Rempis_span3
January/February 2007

The Rempis Percussion Quartet
Rip Tear Crunch
482 Music

Rip Tear Crunch is from the creative mind of saxophonist Dave Rempis and his group, the Rempis Percussion Quartet. Rempis paid his dues on the Chi-town improvisational music scene in the late 1990s and early 2000s with such innovative and tradition-torching bands as Ken Vandermark’s Vandermark 5. Like many albums in this genre that use unfamiliar lineups and utilize little if any melody, Rip Tear Crunch is alternately stark and dense; in fact, it is so empty in sound on many occasions you get the impression the band is preparing for a poet to enter the studio screaming anarchist bohemian verse.

But Rip Tear Crunch is verse on its own, and “Shreds,” the opening number, is impressively poetic and percussive. The chopstick sounds at the start and the ever-present boom of bassist Anton Hatwich is harmonic, in a sense; it has a theme, and Rempis states that motif with a loud, crisp saxophonic scream. Tim Daisy and Frank Rosaly, the percussion team driving this one home and the other half of the quartet, force Rempis to play with direction despite the focus on the moment. The closing call-and-response between Hatwich and Rempis is engaging and unpredictable, all elements necessary for a successful musical venture regardless of your artistic choices.

“Rip Tear Crunch” is a mammoth effort of experimental improvisational music. There are multiple twists and turns after its bouncy beginning, and the composition even takes a turn a la “A Love Supreme” where bassist Hatwich is left to fend for himself in quiet space. How that worked back then for Garrison is considered a mixed bag to many, but luckily here, Rempis does not leave Hatwich for long as he creeps back into the fold at the appropriate moment and begins serenading again.

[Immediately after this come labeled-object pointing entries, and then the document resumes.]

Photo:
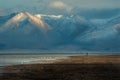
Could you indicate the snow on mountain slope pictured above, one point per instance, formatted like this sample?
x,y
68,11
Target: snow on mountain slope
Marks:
x,y
38,22
15,21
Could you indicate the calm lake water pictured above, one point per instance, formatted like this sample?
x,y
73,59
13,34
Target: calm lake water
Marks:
x,y
27,59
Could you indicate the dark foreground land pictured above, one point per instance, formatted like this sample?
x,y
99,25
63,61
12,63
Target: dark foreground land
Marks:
x,y
94,68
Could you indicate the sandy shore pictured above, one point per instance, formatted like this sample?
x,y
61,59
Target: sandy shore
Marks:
x,y
72,68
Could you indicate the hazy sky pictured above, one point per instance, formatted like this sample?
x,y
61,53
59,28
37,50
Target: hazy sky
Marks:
x,y
54,6
62,3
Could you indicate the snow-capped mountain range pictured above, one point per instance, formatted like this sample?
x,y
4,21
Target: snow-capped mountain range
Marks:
x,y
58,32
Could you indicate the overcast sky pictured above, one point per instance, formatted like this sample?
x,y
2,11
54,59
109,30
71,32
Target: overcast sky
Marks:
x,y
62,3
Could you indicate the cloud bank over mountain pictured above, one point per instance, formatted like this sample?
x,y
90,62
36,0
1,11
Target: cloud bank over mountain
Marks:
x,y
60,25
58,33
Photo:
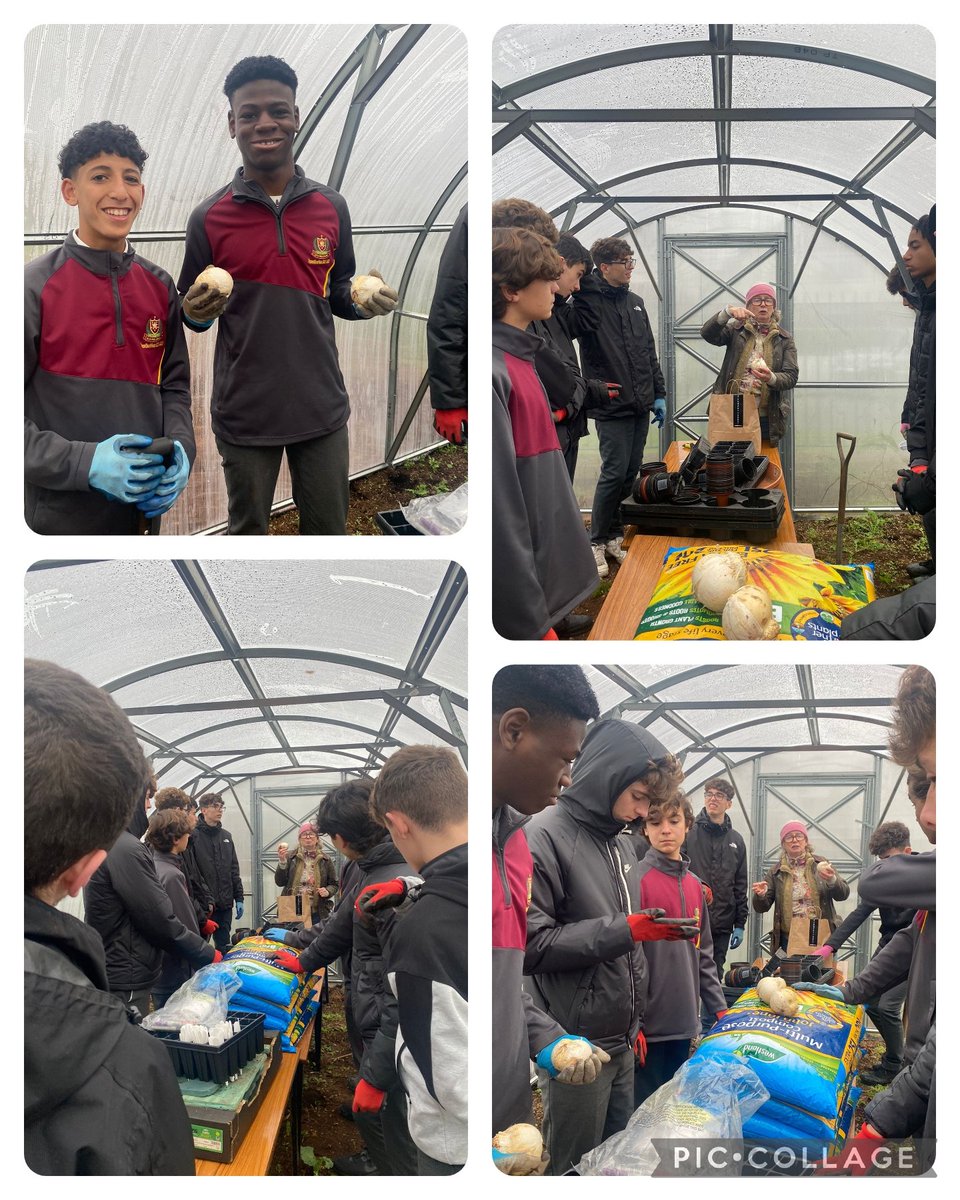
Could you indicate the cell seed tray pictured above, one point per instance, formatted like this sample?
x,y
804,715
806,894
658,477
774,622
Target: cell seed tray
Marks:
x,y
753,520
215,1063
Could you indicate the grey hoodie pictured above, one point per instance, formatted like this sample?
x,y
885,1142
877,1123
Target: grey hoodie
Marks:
x,y
586,970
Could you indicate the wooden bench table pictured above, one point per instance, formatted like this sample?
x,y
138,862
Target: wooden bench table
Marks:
x,y
637,575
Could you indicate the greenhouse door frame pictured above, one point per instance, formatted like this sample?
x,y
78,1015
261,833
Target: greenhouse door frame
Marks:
x,y
677,336
793,791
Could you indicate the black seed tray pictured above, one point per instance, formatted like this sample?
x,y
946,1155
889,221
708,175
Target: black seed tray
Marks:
x,y
215,1063
739,521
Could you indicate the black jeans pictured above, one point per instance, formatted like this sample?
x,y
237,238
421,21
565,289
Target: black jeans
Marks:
x,y
319,469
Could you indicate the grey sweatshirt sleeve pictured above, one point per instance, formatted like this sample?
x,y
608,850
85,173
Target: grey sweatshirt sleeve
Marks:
x,y
905,881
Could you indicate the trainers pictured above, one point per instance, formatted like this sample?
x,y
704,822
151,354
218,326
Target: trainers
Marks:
x,y
354,1164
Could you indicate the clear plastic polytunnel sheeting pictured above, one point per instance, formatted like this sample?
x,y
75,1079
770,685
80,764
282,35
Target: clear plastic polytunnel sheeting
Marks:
x,y
383,120
267,682
797,743
795,154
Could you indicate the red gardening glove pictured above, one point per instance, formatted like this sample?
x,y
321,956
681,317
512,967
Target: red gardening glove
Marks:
x,y
377,897
651,925
367,1098
857,1156
287,961
451,424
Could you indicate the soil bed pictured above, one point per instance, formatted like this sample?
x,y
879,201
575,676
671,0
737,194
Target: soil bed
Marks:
x,y
437,471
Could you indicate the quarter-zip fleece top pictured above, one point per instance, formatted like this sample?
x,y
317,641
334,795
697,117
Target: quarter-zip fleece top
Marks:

Strangely enough, the shortest tune here, “Dirty Words Can Be Clean Fun,” is the most intriguing. It is a brief statement of caustic dissonance, yet it invokes the clearest emotions of all the tunes. You hear the late Albert Ayler in this one seeking order and trying to breathe easy. Rempis tries awfully hard to say a lot, too, but in a little over two minutes, it is next to impossible.